The firm claims almost every petroleum based chemical can be replaced by biomass, and given the market for biochemical is growing by 20% per annum, and expected to exceed $500 billion by 2017, it is a market it wants to tap.

Leaf’s Glycell process uses glycerol as a catalyst to make cellulosic sugars – the key component in bio-chemicals and bio-plastics – from biomass such as waste from agriculture.

And it does so for a fraction of the cost of technologies currently used as alternatives to fossil fuel-based industry processes, Leaf says.

“Glycell arrives at a time when government and industry leaders are strengthening their resolve to get rid of fossil fuels altogether,” the company said.

“The G7 recently announced its commitment to stop their use worldwide by the end of the century and many multinationals, including some of the largest food producers, are already embedding sustainable practises into their operations

“For example, Danone is developing partnerships with second and third generation bio-plastics manufacturers, and Coca Cola is increasing its use of bio-plastics as part of its work to completely eliminate using non-renewable fossil fuels in its plastic bottles.”

Existing techniques used to create cellulosic sugars for conversion to products like bio-plastics don’t come close to the cost effectiveness of fossil fuel-based processes.

The best contender so far has been the dilute acid process. Dilute acid uses acid, high pressure and heat to produce cellulosic sugars from agricultural waste.

The dilute acid process takes 48 hours to produce cellulosic sugars, produces inferior quality sugars and at current market rates costs $230 per tonne.

Leaf says Glycell produces larger quantities of better quality sugars at a much faster rate for less than a quarter of the price – just $47/t – thanks to the fact that glycerol displaces water, which enables, at low temperature and pressure, the delicate chemical balance needed to produce quality cellulosic sugars.

This molecular quirk resolves the single biggest issue conventional bio-refining processes have never overcome.

It does away with complex and costly processes that require high temperatures and pressures to produce an inferior and far more costly outcome, Leaf says.

The Glycell process has another advantage in that it doesn’t use food as its feedstock either, which has been a major problem with biofuels.

The biomass used is predominantly waste – everything from crop stalks and stubble to hardwood offcuts – and its supply is almost limitless.

Leaf estimates there is five billion tonnes of biomass available worldwide, enough for $750 billion worth of cellulosic sugars, and much of the waste can be diverted from the agricultural industries that generate it and have to pay for its disposal.

Leaf calculates that Australia has enough biomass for 15 one million tonne bio-refineries.

Even the all-important catalyst in the Glycell process – glycerol – is biodegradable waste from bio-diesel production.

Another quirk of the Glycell process is glycerol purification and repurposing.

Bio-diesel waste is 80% glycerol.

After use in the Glycell process and recovery it is 99.7% pure, meaning it can be sold at a higher price for more refined industrial requirements.

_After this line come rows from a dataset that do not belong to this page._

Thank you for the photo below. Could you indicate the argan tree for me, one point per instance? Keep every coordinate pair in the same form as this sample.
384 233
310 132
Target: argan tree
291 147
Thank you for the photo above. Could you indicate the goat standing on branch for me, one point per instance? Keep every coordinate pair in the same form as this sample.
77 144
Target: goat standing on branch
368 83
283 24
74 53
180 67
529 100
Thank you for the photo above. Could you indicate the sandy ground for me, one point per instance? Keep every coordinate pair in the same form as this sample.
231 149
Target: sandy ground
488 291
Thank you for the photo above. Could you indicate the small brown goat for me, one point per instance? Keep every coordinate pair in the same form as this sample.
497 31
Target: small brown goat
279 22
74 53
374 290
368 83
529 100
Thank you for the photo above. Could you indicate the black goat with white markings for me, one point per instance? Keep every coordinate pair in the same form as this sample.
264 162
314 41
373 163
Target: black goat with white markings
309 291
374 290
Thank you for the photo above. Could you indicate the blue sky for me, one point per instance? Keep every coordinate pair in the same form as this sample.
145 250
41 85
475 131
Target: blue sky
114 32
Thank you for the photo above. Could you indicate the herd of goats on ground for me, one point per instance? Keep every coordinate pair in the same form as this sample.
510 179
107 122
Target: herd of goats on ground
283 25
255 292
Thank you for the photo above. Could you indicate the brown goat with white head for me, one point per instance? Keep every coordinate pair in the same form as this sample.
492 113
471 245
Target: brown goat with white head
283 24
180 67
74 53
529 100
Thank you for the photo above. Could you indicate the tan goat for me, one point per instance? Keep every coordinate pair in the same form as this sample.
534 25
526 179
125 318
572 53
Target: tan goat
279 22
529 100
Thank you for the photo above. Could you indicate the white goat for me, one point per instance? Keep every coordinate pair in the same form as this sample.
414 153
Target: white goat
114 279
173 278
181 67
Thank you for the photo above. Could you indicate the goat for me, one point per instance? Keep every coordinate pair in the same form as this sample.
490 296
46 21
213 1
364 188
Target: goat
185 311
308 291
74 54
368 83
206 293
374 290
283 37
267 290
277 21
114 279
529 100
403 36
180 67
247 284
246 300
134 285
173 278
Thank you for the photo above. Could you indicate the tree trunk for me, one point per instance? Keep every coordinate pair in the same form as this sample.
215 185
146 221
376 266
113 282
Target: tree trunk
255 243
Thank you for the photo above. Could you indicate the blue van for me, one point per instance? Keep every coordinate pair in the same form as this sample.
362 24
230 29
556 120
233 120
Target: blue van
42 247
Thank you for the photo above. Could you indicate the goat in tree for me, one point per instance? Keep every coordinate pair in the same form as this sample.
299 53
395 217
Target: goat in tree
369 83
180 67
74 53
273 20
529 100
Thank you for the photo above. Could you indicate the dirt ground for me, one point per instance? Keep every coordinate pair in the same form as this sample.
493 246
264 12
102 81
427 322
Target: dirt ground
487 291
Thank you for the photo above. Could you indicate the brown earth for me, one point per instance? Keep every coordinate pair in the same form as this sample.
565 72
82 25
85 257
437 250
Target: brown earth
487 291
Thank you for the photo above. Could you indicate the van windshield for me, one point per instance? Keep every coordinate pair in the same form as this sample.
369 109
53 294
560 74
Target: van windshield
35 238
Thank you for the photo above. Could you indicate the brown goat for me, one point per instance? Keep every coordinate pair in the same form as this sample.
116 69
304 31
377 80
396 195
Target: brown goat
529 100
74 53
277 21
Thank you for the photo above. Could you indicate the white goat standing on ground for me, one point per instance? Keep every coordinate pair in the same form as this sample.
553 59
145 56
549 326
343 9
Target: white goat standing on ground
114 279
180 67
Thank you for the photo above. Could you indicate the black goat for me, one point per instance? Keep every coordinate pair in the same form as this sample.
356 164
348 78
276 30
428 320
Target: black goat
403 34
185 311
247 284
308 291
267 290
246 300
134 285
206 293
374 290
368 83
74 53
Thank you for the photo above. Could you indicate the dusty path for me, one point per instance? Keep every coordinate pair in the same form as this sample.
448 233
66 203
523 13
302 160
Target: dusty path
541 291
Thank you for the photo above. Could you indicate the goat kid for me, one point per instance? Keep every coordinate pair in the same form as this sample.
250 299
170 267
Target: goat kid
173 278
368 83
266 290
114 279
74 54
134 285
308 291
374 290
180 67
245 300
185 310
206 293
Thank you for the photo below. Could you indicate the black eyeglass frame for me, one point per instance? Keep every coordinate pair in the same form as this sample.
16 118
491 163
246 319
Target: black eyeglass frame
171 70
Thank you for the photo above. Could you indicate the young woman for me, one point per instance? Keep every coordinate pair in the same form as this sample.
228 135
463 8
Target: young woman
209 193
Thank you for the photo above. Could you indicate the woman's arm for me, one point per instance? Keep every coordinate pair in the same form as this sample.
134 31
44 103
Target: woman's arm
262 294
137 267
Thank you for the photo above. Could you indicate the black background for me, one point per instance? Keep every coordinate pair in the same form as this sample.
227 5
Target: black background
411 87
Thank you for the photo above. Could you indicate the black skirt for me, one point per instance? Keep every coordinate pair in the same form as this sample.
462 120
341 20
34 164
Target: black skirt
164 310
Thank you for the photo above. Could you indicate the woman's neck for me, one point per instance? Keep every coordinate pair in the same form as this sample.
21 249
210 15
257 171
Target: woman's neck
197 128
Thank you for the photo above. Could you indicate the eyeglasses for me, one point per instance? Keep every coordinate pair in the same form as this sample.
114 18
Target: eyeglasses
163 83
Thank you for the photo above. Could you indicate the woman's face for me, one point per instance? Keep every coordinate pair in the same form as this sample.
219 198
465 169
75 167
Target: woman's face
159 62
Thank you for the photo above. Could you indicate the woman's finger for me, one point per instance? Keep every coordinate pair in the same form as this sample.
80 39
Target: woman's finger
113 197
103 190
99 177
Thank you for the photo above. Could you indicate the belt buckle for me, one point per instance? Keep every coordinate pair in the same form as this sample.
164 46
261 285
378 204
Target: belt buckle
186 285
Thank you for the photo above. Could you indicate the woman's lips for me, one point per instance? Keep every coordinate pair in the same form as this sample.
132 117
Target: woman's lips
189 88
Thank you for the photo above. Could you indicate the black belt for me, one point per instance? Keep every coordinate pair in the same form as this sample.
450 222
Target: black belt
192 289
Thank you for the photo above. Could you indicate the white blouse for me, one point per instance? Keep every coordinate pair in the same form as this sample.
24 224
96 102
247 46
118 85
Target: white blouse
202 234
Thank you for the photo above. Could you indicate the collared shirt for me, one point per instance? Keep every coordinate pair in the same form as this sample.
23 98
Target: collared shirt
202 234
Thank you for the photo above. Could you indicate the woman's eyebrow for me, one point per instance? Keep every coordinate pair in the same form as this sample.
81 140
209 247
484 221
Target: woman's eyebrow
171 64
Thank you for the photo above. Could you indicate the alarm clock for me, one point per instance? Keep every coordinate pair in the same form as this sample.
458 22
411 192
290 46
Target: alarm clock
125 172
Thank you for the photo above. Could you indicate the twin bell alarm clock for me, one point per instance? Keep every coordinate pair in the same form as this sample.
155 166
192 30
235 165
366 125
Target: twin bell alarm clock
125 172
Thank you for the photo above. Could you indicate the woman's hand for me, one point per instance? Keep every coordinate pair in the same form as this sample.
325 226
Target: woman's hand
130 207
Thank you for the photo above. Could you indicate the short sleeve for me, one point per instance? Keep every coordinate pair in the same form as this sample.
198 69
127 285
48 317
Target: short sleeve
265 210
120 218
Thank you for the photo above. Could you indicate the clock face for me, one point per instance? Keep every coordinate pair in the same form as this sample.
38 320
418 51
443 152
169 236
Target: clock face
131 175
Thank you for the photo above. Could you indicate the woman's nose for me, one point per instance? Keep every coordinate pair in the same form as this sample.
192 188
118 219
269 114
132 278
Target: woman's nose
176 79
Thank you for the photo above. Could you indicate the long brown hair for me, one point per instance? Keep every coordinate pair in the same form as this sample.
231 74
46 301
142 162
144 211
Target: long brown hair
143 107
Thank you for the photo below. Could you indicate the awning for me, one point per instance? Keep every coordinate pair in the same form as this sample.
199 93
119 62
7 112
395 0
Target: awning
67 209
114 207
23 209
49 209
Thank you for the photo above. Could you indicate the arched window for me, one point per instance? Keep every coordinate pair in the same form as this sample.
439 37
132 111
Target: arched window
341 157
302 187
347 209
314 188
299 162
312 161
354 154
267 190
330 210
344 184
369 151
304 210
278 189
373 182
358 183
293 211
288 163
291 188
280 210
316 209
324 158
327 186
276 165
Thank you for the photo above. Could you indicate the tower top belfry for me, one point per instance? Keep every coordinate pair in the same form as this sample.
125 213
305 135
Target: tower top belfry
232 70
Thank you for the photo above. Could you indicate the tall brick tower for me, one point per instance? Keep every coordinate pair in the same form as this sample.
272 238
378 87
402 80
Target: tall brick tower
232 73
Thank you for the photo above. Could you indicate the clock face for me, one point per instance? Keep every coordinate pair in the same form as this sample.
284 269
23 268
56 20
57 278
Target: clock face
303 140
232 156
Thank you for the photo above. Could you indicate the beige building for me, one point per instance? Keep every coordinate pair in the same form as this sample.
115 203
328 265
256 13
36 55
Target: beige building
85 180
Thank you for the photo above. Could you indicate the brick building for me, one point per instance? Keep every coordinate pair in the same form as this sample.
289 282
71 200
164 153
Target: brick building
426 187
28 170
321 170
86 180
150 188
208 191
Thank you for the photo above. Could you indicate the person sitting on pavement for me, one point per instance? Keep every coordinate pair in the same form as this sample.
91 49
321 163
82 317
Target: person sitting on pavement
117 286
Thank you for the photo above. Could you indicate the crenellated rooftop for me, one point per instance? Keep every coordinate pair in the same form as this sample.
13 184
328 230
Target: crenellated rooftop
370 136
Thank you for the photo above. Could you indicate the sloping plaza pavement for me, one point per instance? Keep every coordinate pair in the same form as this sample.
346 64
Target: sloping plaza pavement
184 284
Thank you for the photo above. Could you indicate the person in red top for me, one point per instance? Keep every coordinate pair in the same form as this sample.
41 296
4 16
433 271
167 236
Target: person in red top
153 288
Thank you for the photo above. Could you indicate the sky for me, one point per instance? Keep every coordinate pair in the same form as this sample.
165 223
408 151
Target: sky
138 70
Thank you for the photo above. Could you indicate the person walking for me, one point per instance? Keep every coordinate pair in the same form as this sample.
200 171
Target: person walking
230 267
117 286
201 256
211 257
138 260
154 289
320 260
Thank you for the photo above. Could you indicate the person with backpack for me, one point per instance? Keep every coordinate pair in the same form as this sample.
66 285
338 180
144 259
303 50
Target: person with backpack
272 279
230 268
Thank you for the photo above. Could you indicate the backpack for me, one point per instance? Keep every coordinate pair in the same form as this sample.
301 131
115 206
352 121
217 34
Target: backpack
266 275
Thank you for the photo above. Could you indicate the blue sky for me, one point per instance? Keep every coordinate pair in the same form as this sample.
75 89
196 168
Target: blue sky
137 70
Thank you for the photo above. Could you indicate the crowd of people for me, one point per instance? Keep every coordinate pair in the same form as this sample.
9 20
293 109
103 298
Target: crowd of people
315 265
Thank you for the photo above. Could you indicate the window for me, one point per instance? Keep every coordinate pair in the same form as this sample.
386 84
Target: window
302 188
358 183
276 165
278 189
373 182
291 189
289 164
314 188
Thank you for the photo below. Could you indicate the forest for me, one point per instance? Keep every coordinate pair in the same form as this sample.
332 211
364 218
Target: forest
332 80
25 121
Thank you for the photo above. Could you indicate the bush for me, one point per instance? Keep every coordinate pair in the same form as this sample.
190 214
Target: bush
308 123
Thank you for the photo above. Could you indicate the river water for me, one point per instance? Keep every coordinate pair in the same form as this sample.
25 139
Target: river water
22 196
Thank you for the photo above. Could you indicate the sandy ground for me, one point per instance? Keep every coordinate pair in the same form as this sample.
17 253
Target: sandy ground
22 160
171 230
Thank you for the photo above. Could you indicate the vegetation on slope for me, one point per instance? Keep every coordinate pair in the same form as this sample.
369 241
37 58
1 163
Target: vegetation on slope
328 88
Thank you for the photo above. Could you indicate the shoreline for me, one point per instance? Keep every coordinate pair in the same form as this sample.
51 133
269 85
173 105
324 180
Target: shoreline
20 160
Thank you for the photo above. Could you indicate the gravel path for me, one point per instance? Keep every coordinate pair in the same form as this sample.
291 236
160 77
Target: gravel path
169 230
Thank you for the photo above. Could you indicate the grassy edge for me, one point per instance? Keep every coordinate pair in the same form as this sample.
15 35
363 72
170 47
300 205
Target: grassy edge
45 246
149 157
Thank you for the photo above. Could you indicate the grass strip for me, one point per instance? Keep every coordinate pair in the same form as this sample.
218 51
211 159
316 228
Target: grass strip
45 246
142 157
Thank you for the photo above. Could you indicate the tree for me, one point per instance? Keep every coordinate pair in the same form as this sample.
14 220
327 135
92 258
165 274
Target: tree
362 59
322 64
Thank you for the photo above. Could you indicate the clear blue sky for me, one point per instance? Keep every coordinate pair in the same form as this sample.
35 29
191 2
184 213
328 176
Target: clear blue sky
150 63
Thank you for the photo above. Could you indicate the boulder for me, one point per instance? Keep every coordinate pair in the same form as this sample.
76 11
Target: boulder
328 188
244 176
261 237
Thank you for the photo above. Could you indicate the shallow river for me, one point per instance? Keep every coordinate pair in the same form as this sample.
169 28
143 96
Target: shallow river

“Glycell is the game changer that increases the viability of industrialising biology – an evolution that the USA National Academy of Sciences said will be as important in the next 50 years as semiconductors have been to economic growth over the last 50 years,” Leaf said.

The Glycell process is already attracting considerable interest from organisations committed to boosting their bottom line by removing fossil fuels from their operations.

Glycell looks set to do the same among the broader business community once its unique commercial benefits become more widely appreciated.